Резкий стук в дверь перед рассветом, обыск и около часа на
сборы. Взяли, что сообразили в переполохе, – икону, швейную
машинку «Зингер», настенные часы. Что-то вывернули из шкафов
на одеяла, связали в узлы и забросили на подогнанную
«полуторку». Выгрузили Лосей на Березовке близ станции
Брест-Восточный – в накопительном пункте, разбитом в голом
поле.

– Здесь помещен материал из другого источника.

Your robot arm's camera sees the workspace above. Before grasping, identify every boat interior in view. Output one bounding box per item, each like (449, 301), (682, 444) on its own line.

Огороженное проволокой пространство и несколько наскоро
сколоченных бараков.
Вместе с этой семьей попали в холодный Алтайский край
14-летняя учащаяся «хандлювки» Женя Вавдыш с родителями
(мотивы не выяснены), жена подофицера Анна Козак с улицы
Траугутта (ныне Клары Цеткин) на Граевке…
Эшелон отправили на Восток в последний мирный вечер 21 июня
1941 года. В районе станции Минск-Сортировочный состав угодил
под бомбежку, и дальше его заколоченным гнали несколько суток,
останавливая лишь для замены локомотива. Первый раз теплушки
открыли где-то под Горьким. Из вагонов извлекли десяток
трупов.
Должна была оказаться в депортации и знакомая читателю по
первой книге Люся Хомич (помните девочку, что в пять лет сама
пошла записываться в школу, а годы спустя, в сентябре 1939-го,
попала с мамой под страшную бомбежку возле магазина Бата на
Пушкинской). Накануне кто-то работавший в советском учреждении
и видевший вывозные бумаги предупредил маму Люси: «Пани Хомич,
готовься, вы и Высоцкие в списке».
За соседями Хомичей Высоцкими приехали примерно в два часа
ночи 22 июня – отправленным накануне километровым эшелоном
дело не ограничилось. Высоцких отвезли на станцию и погрузили
в вагон. А за Хомичами вернуться не успели: ударил немец. Под
внезапно обрушившимся артиллерийским огнем конвой разбежался.
Кто-то из железнодорожников открыл вагоны, и народ кинулся
врассыпную. По воспоминаниям очевидцев, часть вагонов еще не
были заполнены: доставка людей продолжалась. Мать и сын
Высоцкие, схватив узлы, побежали домой на улицу Полевую и
спрятались в погребе. Так и прожили в Бресте всю оккупацию, а
после освобождения в конце сороковых уехали в Польшу.
Девочка на снимке – Тома Матвеева. Ее отец, уроженец деревни
под Санкт-Петербургом, происходил из бедной многодетной семьи,
но был взят на воспитание богатым бездетным петербуржцем,
разглядевшим в мальчике большие способности. Получив
образование, Андрей Матвеев пошел по военной линии. В качестве
офицера царской армии долго служил в Финляндии. После
революции вступил в белогвардейскую армию генерала
Булак-Балаховича. На излете Гражданской войны остатки
балаховцев были прижаты Красной армией к границе Кресов
Всходних (будущей Западной Белоруссии), и поляки открыли для
них границу.
Матвеев обосновался в деревне Рогозно (ныне Брестского
района), женился на местной жительнице Анастасии Долбенко.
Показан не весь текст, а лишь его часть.